> On Oct 30, 2015, at 21:47, Jiri Kosina <ji...@kernel.org> wrote:
> 
> From: Jiri Kosina <jkos...@suse.cz>
> 
> Freeze all filesystems during hibernation in favor of dropping kthread
> freezing completely.
> 
> Kthread freezing has a history of not very well defined semantics.
> Historically, it has been established to make sure that kthreads which are
> helpers to writing out data to disk are frozen during hibernation at
> well-defined state, so that it's guaranteed that they freeze only after all 
> the
> outstanding I/O made it to disk (userspace has already been frozen by that
> time, so there is no new I/O being issued).
> 
> One of the issues with kthread freezer is that the places where 
> try_to_freeze()
> is called in kthreads is rather random / arbitrary. This stems mostly from
> the fact that there is actually no good definition / list of requirements
> that should be enforced on a frozen kthread (it's important to mention that
> frozen kthread for example doesn't automatically imply that everything that
> has been spawned asynchronously from it (such as timers) is stopped as well).
> 
> Basically the main argument why kthread freezer is not needed boils down to
> this: the only facility that is needed during suspend: "no persistent fs
> changes are allowed from now on".
> 
>       - this is something we get from fs freezing for free
>       - Why do we issue all those try_to_freeze() calls in kthreads that
>         don't generate any I/O themselves at all?
>       - Why do we issue all those try_to_freeze() calls in kthreads that
>         are actual I/O helpers? (if there is outstanding I/O, we *want*
>         it to happen before hibernating).
> 
> This patch removes freezing of kthreads during suspend, and issues a global
> filesystem freeze instead.
> 
> We awoid freezing in-memory filesystems, because (a) they end up in the
> image in a consistent state anyway (b) we will deadlock, as write to
> /sys/power/state would never succeed.
> 
> The patch could have been made a bit nicer if generic iterate_supers()

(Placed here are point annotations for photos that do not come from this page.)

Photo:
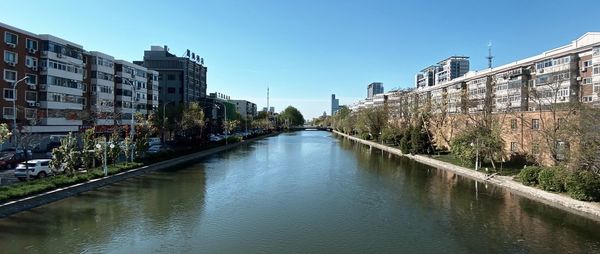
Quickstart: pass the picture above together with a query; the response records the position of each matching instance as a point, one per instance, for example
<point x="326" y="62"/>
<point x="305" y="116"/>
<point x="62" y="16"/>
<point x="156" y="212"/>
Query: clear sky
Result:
<point x="306" y="50"/>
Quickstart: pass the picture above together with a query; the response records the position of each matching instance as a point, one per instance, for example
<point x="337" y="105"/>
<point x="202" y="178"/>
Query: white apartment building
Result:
<point x="60" y="85"/>
<point x="102" y="87"/>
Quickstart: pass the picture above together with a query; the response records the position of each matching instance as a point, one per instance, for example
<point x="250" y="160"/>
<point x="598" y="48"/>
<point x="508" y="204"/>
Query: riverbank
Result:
<point x="586" y="209"/>
<point x="33" y="201"/>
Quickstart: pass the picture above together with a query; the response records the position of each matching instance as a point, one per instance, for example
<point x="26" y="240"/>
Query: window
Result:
<point x="31" y="44"/>
<point x="8" y="113"/>
<point x="514" y="146"/>
<point x="10" y="57"/>
<point x="31" y="79"/>
<point x="9" y="94"/>
<point x="30" y="113"/>
<point x="30" y="61"/>
<point x="535" y="149"/>
<point x="535" y="124"/>
<point x="10" y="76"/>
<point x="10" y="38"/>
<point x="31" y="96"/>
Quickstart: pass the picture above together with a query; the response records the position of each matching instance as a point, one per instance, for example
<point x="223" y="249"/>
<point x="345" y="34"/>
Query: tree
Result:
<point x="88" y="145"/>
<point x="113" y="153"/>
<point x="192" y="120"/>
<point x="4" y="133"/>
<point x="372" y="121"/>
<point x="67" y="156"/>
<point x="292" y="115"/>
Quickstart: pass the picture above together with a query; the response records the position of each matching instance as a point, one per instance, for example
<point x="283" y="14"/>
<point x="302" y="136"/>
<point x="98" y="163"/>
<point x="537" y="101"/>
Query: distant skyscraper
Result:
<point x="374" y="88"/>
<point x="335" y="104"/>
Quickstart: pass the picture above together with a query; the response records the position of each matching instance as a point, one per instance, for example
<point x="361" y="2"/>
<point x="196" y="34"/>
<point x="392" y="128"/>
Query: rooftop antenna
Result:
<point x="490" y="57"/>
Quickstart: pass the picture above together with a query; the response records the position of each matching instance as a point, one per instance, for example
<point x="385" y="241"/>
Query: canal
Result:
<point x="303" y="192"/>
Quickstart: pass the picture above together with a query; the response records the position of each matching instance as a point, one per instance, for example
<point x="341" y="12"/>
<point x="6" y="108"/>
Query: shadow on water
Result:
<point x="477" y="213"/>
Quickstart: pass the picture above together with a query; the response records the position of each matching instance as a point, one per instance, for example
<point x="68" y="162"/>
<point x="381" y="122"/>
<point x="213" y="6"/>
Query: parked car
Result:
<point x="35" y="168"/>
<point x="154" y="141"/>
<point x="158" y="148"/>
<point x="9" y="158"/>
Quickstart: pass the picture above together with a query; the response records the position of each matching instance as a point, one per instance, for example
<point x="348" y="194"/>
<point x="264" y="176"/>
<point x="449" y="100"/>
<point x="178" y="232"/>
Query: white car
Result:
<point x="37" y="168"/>
<point x="154" y="141"/>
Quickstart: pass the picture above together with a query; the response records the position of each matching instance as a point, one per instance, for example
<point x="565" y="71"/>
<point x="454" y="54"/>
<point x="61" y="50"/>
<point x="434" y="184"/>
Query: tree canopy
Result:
<point x="292" y="115"/>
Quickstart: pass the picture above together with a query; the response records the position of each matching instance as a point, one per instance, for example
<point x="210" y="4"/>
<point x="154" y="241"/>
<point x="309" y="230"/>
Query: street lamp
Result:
<point x="476" y="153"/>
<point x="133" y="109"/>
<point x="106" y="146"/>
<point x="164" y="122"/>
<point x="15" y="108"/>
<point x="225" y="118"/>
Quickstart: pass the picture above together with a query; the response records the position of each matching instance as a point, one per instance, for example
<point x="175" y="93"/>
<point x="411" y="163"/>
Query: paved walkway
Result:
<point x="587" y="209"/>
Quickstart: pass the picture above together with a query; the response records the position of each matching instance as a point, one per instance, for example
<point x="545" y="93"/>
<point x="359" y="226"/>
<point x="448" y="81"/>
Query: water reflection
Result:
<point x="303" y="192"/>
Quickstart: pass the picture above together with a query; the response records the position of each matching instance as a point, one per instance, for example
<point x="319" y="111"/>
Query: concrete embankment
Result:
<point x="587" y="209"/>
<point x="27" y="203"/>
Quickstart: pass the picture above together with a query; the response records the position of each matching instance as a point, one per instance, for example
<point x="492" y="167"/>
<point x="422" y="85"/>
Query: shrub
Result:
<point x="529" y="175"/>
<point x="552" y="179"/>
<point x="583" y="185"/>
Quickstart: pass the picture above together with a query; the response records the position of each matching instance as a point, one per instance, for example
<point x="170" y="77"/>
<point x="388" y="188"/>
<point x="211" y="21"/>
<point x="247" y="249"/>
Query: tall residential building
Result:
<point x="335" y="104"/>
<point x="246" y="109"/>
<point x="21" y="53"/>
<point x="373" y="89"/>
<point x="100" y="96"/>
<point x="451" y="68"/>
<point x="444" y="71"/>
<point x="61" y="85"/>
<point x="131" y="91"/>
<point x="182" y="79"/>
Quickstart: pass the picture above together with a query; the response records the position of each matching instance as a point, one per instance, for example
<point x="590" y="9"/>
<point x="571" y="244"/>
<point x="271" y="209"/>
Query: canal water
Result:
<point x="303" y="192"/>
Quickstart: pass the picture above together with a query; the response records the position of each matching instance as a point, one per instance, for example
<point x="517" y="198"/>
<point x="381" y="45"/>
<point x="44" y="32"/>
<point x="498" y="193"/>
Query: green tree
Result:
<point x="67" y="156"/>
<point x="192" y="120"/>
<point x="113" y="153"/>
<point x="292" y="116"/>
<point x="88" y="145"/>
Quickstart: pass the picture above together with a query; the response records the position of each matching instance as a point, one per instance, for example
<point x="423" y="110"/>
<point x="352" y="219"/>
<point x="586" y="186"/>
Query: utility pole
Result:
<point x="490" y="57"/>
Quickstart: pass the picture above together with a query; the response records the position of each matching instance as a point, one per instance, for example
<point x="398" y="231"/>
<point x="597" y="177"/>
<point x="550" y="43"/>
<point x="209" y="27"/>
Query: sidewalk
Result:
<point x="587" y="209"/>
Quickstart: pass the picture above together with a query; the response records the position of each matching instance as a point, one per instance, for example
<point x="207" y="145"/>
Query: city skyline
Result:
<point x="306" y="52"/>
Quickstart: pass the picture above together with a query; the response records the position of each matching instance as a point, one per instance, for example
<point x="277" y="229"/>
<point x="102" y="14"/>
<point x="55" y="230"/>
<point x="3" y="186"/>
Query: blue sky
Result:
<point x="306" y="50"/>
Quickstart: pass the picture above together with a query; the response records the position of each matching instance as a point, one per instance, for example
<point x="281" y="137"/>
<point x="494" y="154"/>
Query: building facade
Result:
<point x="182" y="79"/>
<point x="373" y="89"/>
<point x="335" y="104"/>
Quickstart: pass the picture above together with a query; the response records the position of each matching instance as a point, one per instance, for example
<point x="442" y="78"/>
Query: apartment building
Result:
<point x="131" y="91"/>
<point x="374" y="89"/>
<point x="20" y="58"/>
<point x="61" y="85"/>
<point x="100" y="69"/>
<point x="182" y="79"/>
<point x="246" y="109"/>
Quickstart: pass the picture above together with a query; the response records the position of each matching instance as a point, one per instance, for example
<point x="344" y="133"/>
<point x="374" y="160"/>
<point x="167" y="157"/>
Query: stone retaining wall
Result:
<point x="27" y="203"/>
<point x="587" y="209"/>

> could be used, but the locking (especially s_umount semantics) would have to
> be redone, so that'd be something to postpone for later.

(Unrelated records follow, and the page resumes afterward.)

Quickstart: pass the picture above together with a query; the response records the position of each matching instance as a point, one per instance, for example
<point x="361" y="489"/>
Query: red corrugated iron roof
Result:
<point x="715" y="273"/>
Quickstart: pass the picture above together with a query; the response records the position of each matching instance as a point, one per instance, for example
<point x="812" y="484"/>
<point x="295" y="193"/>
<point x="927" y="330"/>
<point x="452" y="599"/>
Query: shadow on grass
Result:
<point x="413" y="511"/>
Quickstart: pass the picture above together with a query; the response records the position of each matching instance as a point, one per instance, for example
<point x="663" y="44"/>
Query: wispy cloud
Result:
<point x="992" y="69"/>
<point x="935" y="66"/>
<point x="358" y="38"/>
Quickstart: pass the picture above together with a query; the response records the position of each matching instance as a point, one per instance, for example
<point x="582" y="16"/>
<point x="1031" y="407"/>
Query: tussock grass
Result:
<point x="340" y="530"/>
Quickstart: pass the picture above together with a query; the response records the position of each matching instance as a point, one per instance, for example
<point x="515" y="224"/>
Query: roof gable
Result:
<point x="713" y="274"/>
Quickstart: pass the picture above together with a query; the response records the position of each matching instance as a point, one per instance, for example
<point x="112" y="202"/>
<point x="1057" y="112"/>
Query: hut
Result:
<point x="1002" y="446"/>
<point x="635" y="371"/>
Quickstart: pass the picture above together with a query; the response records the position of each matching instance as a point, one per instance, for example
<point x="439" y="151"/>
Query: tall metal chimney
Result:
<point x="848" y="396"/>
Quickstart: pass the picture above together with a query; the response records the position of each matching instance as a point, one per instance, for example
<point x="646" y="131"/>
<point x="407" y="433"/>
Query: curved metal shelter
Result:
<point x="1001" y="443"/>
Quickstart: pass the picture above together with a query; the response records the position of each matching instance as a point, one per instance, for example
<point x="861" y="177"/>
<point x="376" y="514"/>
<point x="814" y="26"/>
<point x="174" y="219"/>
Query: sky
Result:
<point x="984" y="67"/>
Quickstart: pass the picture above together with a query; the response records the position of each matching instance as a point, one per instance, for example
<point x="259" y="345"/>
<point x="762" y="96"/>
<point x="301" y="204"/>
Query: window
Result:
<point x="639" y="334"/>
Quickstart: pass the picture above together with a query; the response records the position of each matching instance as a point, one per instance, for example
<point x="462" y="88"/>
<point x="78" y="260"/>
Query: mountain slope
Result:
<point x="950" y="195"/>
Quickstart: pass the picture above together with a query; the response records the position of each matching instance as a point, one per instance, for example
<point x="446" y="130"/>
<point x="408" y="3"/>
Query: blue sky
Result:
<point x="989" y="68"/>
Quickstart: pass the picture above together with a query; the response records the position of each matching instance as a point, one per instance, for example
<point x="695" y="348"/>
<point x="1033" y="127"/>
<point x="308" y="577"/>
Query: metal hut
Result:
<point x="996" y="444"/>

> Also, the 'skip_virtual' flag is superfluous for now (as hibernation is the
> only user of this facility for the time being), but I'd like to keep it
> there to avoid further confusion regarding the fact that freeze_all_supers()
> actually skips in-memory filesystems.
> 
> Based on prior work done by Rafael Wysocki.
> 
> Signed-off-by: Jiri Kosina <jkos...@suse.cz>
> ---
> drivers/xen/manage.c     |  6 ----
> fs/super.c               | 84 ++++++++++++++++++++++++++++++++++++++++++++++++
> include/linux/freezer.h  |  2 --
> include/linux/fs.h       |  2 ++
> kernel/power/hibernate.c |  5 ---
> kernel/power/power.h     | 20 +-----------
> kernel/power/process.c   | 63 +++++++++---------------------------
> kernel/power/user.c      |  9 ------
> 8 files changed, 103 insertions(+), 88 deletions(-)
> 
> diff --git a/drivers/xen/manage.c b/drivers/xen/manage.c
> index e12bd36..d47716a 100644
> --- a/drivers/xen/manage.c
> +++ b/drivers/xen/manage.c
> @@ -109,12 +109,6 @@ static void do_suspend(void)
>               goto out;
>       }
> 
> -     err = freeze_kernel_threads();
> -     if (err) {
> -             pr_err("%s: freeze kernel threads failed %d\n", __func__, err);
> -             goto out_thaw;
> -     }
> -
>       err = dpm_suspend_start(PMSG_FREEZE);
>       if (err) {
>               pr_err("%s: dpm_suspend_start %d\n", __func__, err);
> diff --git a/fs/super.c b/fs/super.c
> index 954aeb8..b7cb50f 100644
> --- a/fs/super.c
> +++ b/fs/super.c
> @@ -1373,3 +1373,87 @@ out:
>       return 0;
> }
> EXPORT_SYMBOL(thaw_super);
> +
> +static bool super_should_freeze(struct super_block *sb, bool skip_virtual)
> +{
> +     if (!sb->s_root)
> +             return false;
> +     if (!(sb->s_flags & MS_BORN))
> +             return false;
> +     /* Should we freeze virtual filesystems? */
> +     if (sb->s_bdi == &noop_backing_dev_info && skip_virtual)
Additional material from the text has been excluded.